Radiato-Magneto-Thermal Winds from an Accretion Disk

Abstract

We examine a hydrodynamical wind, which emanates from an accretion disk and is driven by thermal, magnetic, and radiation pressures, under a one-dimensional approximation along supposed streamlines. The disk gas is assumed to be isothermal, the magnetic field has only a toroidal component, and the radiation field is evaluated along the streamline. Such a disk wind is characterized by an isothermal sound speed, the Alfvén speed at the footpoint, and the strength of radiation fields. Isothermal winds can always blow even in the cold less-luminous case, and transonic winds are established, except for the perfectly cold case without thermal pressure. Beyond some critical luminosity, disk winds are always supersonic, irrespective of the thermal and magnetic pressures.

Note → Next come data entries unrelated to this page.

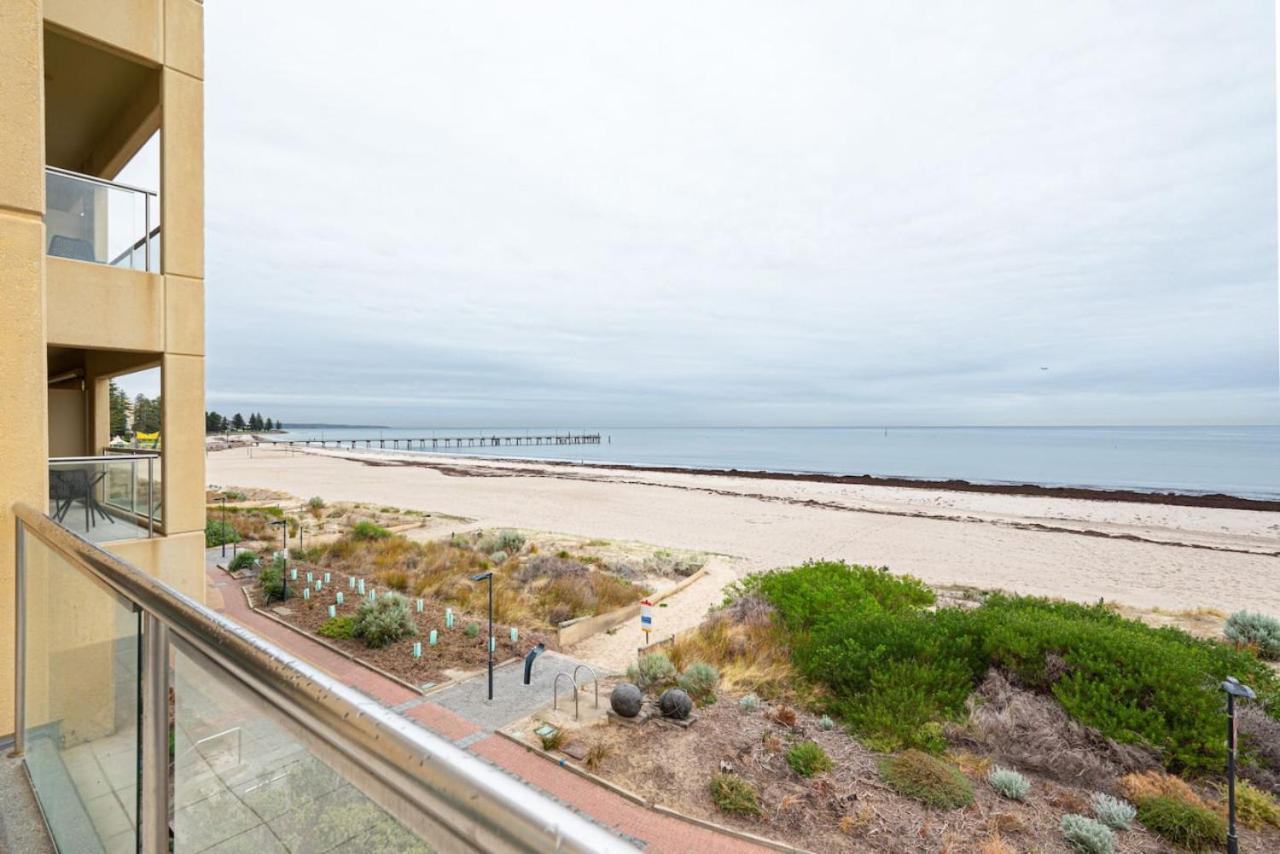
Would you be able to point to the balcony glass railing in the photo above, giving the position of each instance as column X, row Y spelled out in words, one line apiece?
column 147, row 720
column 106, row 498
column 90, row 219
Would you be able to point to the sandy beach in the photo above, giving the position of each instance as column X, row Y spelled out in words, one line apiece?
column 1146, row 556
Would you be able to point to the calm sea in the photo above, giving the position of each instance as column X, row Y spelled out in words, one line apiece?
column 1238, row 461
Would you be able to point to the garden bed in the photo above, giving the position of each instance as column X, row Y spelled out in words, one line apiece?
column 455, row 653
column 848, row 808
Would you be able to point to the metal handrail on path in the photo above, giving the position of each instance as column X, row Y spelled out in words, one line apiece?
column 446, row 795
column 594, row 679
column 556, row 692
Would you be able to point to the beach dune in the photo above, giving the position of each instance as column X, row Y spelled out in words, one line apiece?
column 1142, row 555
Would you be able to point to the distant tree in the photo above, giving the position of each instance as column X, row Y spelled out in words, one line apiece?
column 146, row 414
column 119, row 405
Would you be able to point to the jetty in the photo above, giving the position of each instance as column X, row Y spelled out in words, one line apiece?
column 435, row 442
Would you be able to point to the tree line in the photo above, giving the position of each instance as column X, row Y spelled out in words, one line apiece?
column 141, row 415
column 216, row 423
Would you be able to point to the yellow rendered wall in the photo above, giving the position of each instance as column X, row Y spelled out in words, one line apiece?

We found that the terminal speed $v_\infty$ is roughly expressed as $(1/2) v_\infty^2 = (1/2) v_0^2-(1/2) (GM/ r_0) + 10.5 a_\mathrm{T}^2 + 0.7 a_\mathrm{A0}^2 + 16 \Gamma_\mathrm{eff} (GM/r_0),$ where $v_0$ is the initial velocity, $M$ the mass of the central object, $r_0$ the radius of the wind base on the disk, $a_\mathrm{T}$ the isothermal sound speed, $a_\mathrm{A0}$ the initial Alfvén speed, and $\Gamma_\mathrm{eff}$ the effective normalized luminosity, although the coefficients depend on the configuration of the streamlines.